= The Dithyramb of the Rose =

The Dithyramb of the Rose (Ο Διθύραμβος του Ρόδου) is the first tragedy by Angelos Sikelianos written and published in 1932. The first performance was held in Athens, in 1933. This play, is fermented through the beliefs of Sikelianos for Delphi, the Delphic Idea, and the two, already completed, Delphic Festivals (containing in their programme the staging of tragedies: "Prometheus Bound" during the first Delphic Festival and the "Suppliants" in the second). The play, was translated into English in 1939.

==Plot==
The tragedy is inspired by the ancient Greek myth of Orpheus. This is demonstrated by the announcement to his faithful followers and comrades that he will perform a sacrifice to the God at the top of mount Paggaio with the risk of execution and dismemberment by the sacred Maenads of Dionysus. The personae speaking are Orpheus, the First Leader of the Chorus A and the Second Leader of the Chorus B (the latter two as representatives of the large chorus of faithful-comrades following Orpheus). This tragedy has the structure of the early types of this genre, showing higher correlations with the dithyramb (exchange of responses – partly improvised – between the leader of the chorus or the leaders of the chorus and other persons outside the chorus) that evolves into a tragedy, more than a tragedy (with distinct principles and structure) itself.
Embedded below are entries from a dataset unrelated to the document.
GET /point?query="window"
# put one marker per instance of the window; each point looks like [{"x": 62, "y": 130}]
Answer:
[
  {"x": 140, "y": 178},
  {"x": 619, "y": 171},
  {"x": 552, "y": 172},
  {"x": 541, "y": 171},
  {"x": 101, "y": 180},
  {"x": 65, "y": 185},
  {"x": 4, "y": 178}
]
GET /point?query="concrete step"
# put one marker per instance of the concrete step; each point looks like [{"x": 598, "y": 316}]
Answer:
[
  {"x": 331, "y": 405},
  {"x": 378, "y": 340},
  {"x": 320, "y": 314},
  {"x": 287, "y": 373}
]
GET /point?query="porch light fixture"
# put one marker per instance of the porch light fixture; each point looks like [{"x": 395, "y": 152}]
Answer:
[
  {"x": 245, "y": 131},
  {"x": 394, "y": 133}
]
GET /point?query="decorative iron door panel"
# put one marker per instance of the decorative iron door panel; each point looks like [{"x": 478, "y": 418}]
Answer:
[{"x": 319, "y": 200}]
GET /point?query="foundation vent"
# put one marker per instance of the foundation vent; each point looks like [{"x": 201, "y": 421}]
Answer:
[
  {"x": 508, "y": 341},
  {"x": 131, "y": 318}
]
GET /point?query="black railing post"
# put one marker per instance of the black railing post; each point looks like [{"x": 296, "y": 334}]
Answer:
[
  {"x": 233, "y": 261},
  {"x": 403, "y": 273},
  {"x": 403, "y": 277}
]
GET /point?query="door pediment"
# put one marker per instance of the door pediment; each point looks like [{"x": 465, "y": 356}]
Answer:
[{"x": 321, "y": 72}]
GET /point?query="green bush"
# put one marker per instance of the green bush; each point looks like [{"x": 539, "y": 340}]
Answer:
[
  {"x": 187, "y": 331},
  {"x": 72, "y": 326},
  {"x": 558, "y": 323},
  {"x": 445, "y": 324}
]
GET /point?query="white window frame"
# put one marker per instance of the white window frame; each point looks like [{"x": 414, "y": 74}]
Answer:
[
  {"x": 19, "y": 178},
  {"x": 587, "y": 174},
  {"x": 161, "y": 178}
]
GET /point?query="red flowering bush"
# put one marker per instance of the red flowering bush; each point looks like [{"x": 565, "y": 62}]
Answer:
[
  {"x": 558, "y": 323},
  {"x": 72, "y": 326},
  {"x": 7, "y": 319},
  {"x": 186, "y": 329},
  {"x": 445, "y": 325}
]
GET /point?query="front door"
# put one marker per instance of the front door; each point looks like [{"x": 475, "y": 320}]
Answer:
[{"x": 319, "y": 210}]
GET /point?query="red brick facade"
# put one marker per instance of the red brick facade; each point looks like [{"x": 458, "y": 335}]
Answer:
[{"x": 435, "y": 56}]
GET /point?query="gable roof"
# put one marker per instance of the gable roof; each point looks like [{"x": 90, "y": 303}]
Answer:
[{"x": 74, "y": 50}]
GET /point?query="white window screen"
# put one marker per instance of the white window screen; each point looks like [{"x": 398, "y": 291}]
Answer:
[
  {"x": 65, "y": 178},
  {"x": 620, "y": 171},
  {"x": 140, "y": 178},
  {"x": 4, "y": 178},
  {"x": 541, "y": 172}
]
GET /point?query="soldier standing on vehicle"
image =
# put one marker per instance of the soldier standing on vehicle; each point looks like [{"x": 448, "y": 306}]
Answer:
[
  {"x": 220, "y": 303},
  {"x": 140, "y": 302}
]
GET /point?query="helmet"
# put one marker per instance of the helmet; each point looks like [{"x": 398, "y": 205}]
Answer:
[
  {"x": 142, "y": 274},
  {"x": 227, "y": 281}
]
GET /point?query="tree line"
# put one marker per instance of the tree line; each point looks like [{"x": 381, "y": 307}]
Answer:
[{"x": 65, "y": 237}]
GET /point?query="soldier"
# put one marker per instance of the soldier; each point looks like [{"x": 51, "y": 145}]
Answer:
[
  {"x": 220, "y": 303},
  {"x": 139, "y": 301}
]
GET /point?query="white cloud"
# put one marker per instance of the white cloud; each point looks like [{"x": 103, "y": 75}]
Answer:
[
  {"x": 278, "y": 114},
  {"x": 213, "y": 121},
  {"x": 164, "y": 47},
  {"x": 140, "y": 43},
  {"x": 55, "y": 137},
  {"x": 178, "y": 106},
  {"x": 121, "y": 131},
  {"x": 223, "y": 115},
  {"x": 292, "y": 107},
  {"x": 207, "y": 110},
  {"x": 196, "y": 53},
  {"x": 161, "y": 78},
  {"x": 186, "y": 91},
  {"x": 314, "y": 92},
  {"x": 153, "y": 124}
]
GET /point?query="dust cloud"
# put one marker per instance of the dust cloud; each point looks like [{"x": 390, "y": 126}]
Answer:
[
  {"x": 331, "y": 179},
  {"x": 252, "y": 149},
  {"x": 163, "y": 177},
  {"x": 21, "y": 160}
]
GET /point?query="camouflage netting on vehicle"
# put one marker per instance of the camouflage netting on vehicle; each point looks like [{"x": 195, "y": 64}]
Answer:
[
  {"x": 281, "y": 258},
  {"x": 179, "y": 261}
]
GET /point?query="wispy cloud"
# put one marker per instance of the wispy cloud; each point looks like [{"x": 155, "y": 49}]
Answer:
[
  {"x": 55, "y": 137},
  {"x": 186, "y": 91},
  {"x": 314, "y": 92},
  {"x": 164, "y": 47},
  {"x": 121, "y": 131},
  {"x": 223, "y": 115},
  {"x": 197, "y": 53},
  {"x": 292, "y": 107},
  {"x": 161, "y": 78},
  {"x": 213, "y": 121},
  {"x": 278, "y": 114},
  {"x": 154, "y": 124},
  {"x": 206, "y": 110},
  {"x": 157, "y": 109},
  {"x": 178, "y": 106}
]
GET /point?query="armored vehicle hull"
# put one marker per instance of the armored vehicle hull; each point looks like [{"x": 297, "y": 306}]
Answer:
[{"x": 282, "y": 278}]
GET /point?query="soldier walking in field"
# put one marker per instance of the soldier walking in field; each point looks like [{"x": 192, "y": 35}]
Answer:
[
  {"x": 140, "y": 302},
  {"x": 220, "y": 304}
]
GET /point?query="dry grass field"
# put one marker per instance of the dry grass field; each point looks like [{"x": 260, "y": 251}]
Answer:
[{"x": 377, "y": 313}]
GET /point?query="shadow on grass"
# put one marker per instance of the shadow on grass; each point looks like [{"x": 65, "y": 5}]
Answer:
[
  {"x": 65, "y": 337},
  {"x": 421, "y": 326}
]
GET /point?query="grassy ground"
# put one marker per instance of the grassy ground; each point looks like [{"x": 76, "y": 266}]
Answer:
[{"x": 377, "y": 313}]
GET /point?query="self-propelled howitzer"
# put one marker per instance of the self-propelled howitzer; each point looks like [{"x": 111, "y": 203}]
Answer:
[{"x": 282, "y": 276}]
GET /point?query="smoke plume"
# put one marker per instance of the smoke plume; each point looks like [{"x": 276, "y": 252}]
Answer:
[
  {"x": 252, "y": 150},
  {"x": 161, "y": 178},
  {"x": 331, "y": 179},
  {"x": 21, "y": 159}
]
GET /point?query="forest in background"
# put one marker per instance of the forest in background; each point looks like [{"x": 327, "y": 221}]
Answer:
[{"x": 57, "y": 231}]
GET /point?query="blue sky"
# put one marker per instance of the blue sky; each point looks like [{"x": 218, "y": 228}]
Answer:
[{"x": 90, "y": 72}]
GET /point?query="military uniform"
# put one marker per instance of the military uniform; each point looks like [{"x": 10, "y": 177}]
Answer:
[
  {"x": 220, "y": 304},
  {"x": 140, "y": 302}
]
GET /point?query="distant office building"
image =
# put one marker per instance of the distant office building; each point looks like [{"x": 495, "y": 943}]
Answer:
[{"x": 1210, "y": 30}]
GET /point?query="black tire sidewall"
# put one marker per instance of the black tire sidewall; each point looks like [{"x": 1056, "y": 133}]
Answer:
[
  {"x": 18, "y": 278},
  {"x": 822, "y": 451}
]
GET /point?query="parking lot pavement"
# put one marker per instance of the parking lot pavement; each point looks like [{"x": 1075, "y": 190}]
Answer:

Sikelianos, influenced by the Orphic theology and its founder and leader, Orpheus, places him as Hierophant – officiant in the myth, with clear references to Dionysus. As scholars have said, the individual symbols (besides Orpheus-Dionysus) of ear of grain (symbolizing the earth), the vine (symbolizing the intoxication of love) and, especially the rose (symbol of life embedded in love) that are eminent in the play are allegorically bound with the tragedy itself (these symbols do not lose their mystic nature throughout the course of the play) and aim at transmitting a universal message of peace, harmony and unity among all people, a "key" message to understanding all creative events of Sikelianos (literary work and organization of the Delphic Festivals – the dedication to Delphic Idea).